Заплакали они обей, и я заплакала: вспомнила, в спокое-то каком мы жили.
Недельку погостили, все они не могли наговориться. А я с мамашей ее сидела,
вязала. Ее паларич разбил, виблию все читала. Скажет чего, а я подакаю. Уж так
хорошо, покойно, ни шуму, ни гаму… поглядишь в окошечко – гуси по лугу гуляют,
индюшечки. Чайком меня поила, с брусничным вареньицем… душу я отвела. И угощали
хорошо: и ветчина у них своя, и индюшку нам жарили, с брусничным вареньем, вот
какие кусищи клали. Так живут, – позавидуешь, до чего же хозяйственно. К
июлю, пожалуй, были, а уж другой покос там. За все годы радости такой не было.

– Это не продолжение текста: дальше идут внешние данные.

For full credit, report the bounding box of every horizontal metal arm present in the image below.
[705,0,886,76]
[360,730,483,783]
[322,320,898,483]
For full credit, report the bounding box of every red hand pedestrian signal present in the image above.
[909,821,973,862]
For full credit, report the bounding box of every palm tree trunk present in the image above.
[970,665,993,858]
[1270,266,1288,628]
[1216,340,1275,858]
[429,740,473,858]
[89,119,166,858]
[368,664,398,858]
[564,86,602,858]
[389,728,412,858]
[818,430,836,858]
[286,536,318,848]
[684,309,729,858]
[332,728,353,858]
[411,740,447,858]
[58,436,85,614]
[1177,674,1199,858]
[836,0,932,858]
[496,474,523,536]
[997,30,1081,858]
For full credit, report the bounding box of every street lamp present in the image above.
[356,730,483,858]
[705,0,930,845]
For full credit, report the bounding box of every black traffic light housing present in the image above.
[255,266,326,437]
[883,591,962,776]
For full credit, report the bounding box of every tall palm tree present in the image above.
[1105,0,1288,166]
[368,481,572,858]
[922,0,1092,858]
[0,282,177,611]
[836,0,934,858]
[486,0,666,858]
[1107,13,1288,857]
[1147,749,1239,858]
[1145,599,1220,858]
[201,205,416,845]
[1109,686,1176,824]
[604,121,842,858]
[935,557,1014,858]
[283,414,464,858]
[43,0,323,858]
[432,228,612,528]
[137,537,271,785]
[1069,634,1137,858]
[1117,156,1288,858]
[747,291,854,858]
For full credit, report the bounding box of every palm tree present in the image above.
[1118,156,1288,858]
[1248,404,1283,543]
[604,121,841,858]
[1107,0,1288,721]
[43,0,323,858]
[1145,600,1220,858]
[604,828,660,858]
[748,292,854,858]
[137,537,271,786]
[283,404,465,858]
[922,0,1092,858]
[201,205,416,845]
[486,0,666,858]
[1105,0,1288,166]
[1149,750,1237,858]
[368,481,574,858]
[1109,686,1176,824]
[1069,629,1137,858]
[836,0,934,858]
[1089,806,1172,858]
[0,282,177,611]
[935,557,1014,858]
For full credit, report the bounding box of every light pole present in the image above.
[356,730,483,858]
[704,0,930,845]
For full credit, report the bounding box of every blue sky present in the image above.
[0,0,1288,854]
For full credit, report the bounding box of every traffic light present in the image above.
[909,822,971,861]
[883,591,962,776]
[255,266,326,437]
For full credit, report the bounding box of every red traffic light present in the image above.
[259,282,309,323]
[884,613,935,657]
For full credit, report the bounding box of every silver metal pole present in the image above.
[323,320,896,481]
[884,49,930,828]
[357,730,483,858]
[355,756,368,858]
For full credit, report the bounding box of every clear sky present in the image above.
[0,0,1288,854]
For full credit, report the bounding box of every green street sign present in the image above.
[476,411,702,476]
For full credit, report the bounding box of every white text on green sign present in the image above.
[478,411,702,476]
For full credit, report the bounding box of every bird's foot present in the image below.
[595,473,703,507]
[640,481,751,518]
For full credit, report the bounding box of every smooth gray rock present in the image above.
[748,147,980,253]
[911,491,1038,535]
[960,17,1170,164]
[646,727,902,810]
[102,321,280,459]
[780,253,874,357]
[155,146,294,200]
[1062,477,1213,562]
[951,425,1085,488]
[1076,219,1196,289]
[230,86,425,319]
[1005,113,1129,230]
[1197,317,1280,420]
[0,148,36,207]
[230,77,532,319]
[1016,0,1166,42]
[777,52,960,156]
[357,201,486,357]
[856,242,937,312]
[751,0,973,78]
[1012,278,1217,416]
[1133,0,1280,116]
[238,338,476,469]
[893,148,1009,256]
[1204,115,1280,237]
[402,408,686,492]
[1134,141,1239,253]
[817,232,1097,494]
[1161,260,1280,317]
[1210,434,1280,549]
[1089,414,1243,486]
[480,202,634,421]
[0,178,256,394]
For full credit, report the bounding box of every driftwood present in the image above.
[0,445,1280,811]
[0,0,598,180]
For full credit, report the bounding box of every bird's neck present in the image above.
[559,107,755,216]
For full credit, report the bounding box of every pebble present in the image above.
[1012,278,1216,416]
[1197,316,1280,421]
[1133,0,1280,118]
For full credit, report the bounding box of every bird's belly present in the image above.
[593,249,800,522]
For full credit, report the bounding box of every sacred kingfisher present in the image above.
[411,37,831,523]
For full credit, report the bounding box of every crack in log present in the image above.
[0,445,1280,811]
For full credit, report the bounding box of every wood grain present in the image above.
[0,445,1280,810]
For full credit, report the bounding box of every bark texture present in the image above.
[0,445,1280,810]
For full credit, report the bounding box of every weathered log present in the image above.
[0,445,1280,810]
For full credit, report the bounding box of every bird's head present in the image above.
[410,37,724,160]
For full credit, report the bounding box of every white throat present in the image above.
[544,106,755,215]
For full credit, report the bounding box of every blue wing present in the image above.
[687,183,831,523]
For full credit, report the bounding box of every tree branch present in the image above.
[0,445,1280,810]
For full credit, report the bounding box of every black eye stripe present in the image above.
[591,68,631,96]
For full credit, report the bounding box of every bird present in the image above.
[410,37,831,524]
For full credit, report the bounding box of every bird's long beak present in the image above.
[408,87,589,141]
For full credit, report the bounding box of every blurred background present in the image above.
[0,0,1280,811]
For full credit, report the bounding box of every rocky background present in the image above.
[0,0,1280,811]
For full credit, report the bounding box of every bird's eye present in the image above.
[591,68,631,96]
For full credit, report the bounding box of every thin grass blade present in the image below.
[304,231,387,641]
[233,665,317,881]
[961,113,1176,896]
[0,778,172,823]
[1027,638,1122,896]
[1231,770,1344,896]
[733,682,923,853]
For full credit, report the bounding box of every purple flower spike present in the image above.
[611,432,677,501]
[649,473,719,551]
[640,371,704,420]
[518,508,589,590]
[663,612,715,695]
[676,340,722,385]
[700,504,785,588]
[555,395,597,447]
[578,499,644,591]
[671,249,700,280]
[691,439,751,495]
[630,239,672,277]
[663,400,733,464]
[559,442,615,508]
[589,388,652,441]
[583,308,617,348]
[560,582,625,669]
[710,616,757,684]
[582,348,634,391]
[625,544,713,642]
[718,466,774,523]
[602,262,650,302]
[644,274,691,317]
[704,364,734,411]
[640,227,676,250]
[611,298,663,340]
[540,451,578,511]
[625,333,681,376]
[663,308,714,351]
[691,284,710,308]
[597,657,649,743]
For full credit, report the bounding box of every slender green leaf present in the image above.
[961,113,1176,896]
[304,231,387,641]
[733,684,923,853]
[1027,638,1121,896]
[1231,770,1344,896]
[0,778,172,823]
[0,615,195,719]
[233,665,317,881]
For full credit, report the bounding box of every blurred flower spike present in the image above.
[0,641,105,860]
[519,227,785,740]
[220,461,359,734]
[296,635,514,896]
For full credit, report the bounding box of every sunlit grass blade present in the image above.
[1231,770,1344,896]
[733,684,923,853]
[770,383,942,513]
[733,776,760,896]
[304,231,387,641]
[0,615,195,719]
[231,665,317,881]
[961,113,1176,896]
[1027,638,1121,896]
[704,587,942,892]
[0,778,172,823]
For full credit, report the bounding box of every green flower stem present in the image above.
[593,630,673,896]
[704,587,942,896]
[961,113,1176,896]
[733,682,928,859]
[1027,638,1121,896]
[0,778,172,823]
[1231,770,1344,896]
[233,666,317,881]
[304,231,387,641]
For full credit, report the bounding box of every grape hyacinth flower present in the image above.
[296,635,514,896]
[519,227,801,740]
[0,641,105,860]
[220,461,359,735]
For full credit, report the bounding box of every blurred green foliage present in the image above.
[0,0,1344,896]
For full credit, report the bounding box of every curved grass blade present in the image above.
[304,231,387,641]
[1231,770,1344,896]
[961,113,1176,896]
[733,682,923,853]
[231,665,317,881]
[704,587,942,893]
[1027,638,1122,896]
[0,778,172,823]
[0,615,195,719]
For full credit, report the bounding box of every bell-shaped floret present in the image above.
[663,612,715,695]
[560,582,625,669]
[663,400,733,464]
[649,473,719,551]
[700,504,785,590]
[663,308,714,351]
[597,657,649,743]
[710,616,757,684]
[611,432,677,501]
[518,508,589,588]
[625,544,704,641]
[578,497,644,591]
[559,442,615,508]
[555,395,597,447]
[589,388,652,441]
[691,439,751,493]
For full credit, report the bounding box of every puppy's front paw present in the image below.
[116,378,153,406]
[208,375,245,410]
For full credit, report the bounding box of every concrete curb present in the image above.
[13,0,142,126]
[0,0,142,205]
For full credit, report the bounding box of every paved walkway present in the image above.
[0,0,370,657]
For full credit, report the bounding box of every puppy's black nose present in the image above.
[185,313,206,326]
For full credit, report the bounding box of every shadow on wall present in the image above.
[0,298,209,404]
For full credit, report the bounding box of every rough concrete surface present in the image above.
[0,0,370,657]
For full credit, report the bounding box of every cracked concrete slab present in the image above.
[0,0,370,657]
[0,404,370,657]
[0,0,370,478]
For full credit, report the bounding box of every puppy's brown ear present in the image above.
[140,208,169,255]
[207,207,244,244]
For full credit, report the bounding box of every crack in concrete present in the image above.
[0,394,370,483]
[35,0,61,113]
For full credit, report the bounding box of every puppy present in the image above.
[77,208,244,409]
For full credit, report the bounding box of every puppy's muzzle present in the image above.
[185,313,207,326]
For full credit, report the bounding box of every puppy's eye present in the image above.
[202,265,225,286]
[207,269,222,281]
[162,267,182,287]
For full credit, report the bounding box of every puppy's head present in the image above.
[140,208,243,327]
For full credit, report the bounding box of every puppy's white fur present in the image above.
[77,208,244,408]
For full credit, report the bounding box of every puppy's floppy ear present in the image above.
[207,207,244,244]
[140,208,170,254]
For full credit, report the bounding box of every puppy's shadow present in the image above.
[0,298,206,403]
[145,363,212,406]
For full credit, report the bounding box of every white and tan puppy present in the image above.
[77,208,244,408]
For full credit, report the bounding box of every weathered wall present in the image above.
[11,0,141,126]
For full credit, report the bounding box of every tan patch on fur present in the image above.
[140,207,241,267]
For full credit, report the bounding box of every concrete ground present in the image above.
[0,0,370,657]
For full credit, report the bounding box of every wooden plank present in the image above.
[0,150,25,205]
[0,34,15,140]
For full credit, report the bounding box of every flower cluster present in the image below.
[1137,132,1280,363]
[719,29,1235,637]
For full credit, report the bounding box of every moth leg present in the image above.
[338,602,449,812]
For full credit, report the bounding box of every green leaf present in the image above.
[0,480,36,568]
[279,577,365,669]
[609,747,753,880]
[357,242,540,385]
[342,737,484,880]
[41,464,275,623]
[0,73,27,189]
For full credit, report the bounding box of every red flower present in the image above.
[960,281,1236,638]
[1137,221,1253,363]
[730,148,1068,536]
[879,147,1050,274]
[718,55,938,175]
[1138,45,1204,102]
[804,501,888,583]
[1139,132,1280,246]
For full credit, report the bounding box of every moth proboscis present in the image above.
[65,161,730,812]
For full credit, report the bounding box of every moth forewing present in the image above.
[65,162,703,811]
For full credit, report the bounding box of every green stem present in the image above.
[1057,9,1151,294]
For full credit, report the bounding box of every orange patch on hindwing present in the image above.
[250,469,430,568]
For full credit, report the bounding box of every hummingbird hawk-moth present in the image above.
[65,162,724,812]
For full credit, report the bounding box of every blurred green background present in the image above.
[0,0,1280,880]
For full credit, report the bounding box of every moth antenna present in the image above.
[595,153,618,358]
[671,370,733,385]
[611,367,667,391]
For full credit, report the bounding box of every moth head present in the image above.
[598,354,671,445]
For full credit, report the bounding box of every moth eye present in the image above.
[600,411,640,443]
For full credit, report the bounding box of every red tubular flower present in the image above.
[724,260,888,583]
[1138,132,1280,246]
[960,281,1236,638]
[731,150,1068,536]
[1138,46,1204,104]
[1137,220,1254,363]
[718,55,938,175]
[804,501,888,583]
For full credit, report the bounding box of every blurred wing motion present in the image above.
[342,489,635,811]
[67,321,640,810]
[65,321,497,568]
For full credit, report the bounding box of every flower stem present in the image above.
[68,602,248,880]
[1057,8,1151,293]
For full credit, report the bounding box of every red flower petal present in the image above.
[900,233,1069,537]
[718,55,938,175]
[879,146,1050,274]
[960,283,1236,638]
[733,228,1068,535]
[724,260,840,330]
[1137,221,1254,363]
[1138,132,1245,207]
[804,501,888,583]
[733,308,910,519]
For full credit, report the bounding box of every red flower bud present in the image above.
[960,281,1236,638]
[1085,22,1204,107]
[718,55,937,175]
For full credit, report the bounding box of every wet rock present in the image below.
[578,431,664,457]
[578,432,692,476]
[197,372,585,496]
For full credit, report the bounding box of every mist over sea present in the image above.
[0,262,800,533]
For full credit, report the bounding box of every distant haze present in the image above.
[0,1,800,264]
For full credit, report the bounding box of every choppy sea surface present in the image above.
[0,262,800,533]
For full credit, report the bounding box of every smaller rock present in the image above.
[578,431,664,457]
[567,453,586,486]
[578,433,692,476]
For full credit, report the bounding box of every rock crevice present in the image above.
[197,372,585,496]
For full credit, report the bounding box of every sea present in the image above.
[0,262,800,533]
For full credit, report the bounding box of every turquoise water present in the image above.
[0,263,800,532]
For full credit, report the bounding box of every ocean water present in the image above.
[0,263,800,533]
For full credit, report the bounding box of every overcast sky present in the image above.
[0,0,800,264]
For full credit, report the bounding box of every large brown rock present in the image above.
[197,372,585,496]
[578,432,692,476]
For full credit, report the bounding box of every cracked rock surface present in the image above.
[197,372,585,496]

На сене, на солнышке, задремала, а теленок и подошел, подол мне жует! Так и
заплакала, захватила его мордушку, поцеловала… и пахнет так же, как наш.
А там мы
к немцам поехали. В хорошем пансионе жили, у старушки. Там я и отдохнула. Тихая
у них жизнь, и по-нашему готовят… – и пироги, и куличи, и гусь с яблоками,
с капустой, и огурчики у них. На Рождество Катичка на горы уехала, зиму
глядеть, а мы с немкой елочку убирали, развлекала она меня. И там Катичку
почитали, ихние студенты ночью под окошком пели, а она им цветочков бросила. И
партреты ее печатали: она лихую женщину представляла, всех мущин разоряла, и
генерал ей бумаги украл казенные и застрелился. Видала я, – в ванной она
сидит, а генерал в окошко бумагу ей дает. Отличали-то за что? Да за манеры… и
глаза такие у ней. Там все глазами надо показывать. А она, девочкой еще была,
глазками красовалась все. Раньше за это за косы трепали, а нонче вон деньги
платят. Пожили у немцев – в Америку надо ехать, бумага у ней подписана. Уж так
не желалось мне, а нельзя Катичку оставить. А попросись – она бы, может, меня
оставила.
LIV
Семеро
мы суток плыли, – помру, думала. Одна вода… куда ни гляди – вода и вода. В
Зн-дию-то?… Ну, и сравнения никакого, в Эн-дию! Ну, тоже вода, да там в разные
земли заезжали, дня не проходило, – все-таки страху такого нет: и корабли
ходят бесперечь, и землю рукой подать, и вода-то совсем другая, и море там
святое… Катичка все мне рассказывала: то Иги-пет, куда Богородица Христа от
Ирода спасала, то неподалечку Старый-Русалим, – не видать его, правда, а
все неподалечку… – и святые пустынники на горах спасались, мимо самых
святых пустынников проезжали, там уж место все освященое, как можно. А тут не
море, а оке-ян… В Америку-то ехать, за всеми океянами укрылась. Семеро суток
плыли. Да погода пошла, такие-то бури поднялись, свету не видать. Наш корабль
был – глядеть страшно, какая высота! сколько лестниц, окошечек, хуже другого
города; одна лучше и не ходи, заблудишься. И все там, ну что только тебе
угодно: и музыка, и магазины торгуют, и на велосипедах катаются, и в шар
играют, и лодки громадные на корабле, в случае чего спасаться, тонуть начнем. И
каждому пояс надувной, на стенке у нас висели. Как погляжу на пояс… –
неуж, Господи, в океян меня скинут с ним! А в океяне во-лны… вот
насмотрелась-то! – выше дома. Лежишь в каютке… всю меня
истошниловывернуло, все и лежала я, лимончик только сосала, семь день живой
крошки не было во рту… лежишь и слушаешь: бу-ух… бух! – за стеикой-то
бухает, вот пробьет. И скрипит, и трещит, и в глазу мельтешится – прыгает, качается
по стенке… – кажется, в ад бы прыгнула. А Катичка еще меня стращает: «вот,
как начнем тонуть, я на тебя грудной пояс нацеплю, вместе и скинемся –
поплывем… а там нас киты-рыбы и проглотят, как Ионов». Ей-то уж не в диковинку,
да молодое дело, занятно ей, а я угодникам все молилась: Господи, только
донеси! Уж и время не вижу – все, будто, ночь и ночь, зеленое такое, будто уж
под водой мы. А она все на музыку уходила, танцевать.
Стали к
Америке подходить, буря уж поутихла, публика повеселела, кричат – глядите Америку!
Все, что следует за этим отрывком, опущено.